Para que não crescesse, como planta bem regada, e ao contrario se estiolasse, seria necessario que elle proprio se persuadisse, se não já da falsidade da sua ideia, ao menos da inutilidade das suas praticas; que o Estado não suscitasse contra elle leis de excepção, odiosas e intoleraveis ao espirito de equidade; que os humanitarios o reprovassem pela sua indiscriminada condemnação de innocentes e culpados; que os poetas e os artistas descobrissem que o gesto é meramente bestial; que o dilettantismo se desinteressasse d’elle como de um banal partido politico; e que a imprensa o envolvesse em um silencio regelador.
Então sim! Talvez eliminadas estas condições que a favorecem, a febre que produz o anarchismo se calmasse, e o anarchista, restituido á saude intellectual, reentrasse no largo e fecundo partido socialista, de que elle se separa em um momento de delirio.
Assim possa ser! As guerras servis (e o anarchismo é uma guerra servil) nunca conseguiram senão desenvolver nas classes oppressoras os instinctos de tyrannia, e retardar funestamente a emancipação dos servos. Cada bomba anarchista, com effeito, só addia, e por muitos annos, a emancipação definitiva do trabalhador. Além d’isso os anarchistas que até agora têm lançado a bomba, não são puros; têm todos no seu passado um crime, e um crime feio, de malfeitor. De sorte que não se sabe bem se a bomba é n’elles um primeiro acto de justiça, se um derradeiro acto de perversidade. Para que a bomba pudesse ter uma alta significação social, seria necessario que fôsse lançada por um justo, ou por um santo. Até que surja esse santo para santificar o anarchismo, o melhor que se póde dizer d’elle, quando se não seja um capitalista apavorado e enfurecido pelo pavor — é que o anarchismo é uma epidemia moral e intellectual.
Ora o dever da sociedade, perante uma epidemia, é circumscrevel-a, isolal-a — não crear em torno d’ella, por curiosidade depravada d’um mal original e raro, uma vaga atmosphera de sympathia, d’admiração litteraria, de piedades estheticas, e de delicioso terror que goza a novidade do seu arrepio.
Toda esta larga aragem de favor é um crime — porque animando indirectamente a obra abominavel do anarchismo, retarda directamente a obra util do socialismo, e concorre para que se prolongue, mais revigorada pela reacção, esta ordem social, que é tão cheia de desordem.
Mas demais fallámos de bombas!
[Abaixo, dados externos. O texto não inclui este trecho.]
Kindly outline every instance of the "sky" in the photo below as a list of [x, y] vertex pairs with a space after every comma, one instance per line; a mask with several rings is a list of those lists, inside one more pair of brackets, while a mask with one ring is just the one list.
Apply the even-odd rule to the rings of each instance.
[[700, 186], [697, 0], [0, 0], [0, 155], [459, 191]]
Bem vos basta, caros collegas e amigos, as que ahi vos cahem em casa (e que de certo tambem não comprehendeis bem) sem terdes ainda de vos preoccupar, por dever critico, d’aquellas que aqui estouram sobre o nosso velho mundo. Todas estas bombas, com effeito, são bem difficeis de explicar, de deslindar... Rebentam, matam, ha mulheres que choram, e a desordem social cresce. Todavia ellas são arremessadas com convicção e por um amor ardente do bem publico. Emfim, o que podemos affirmar sinceramente é que — cá e lá más bombas ha.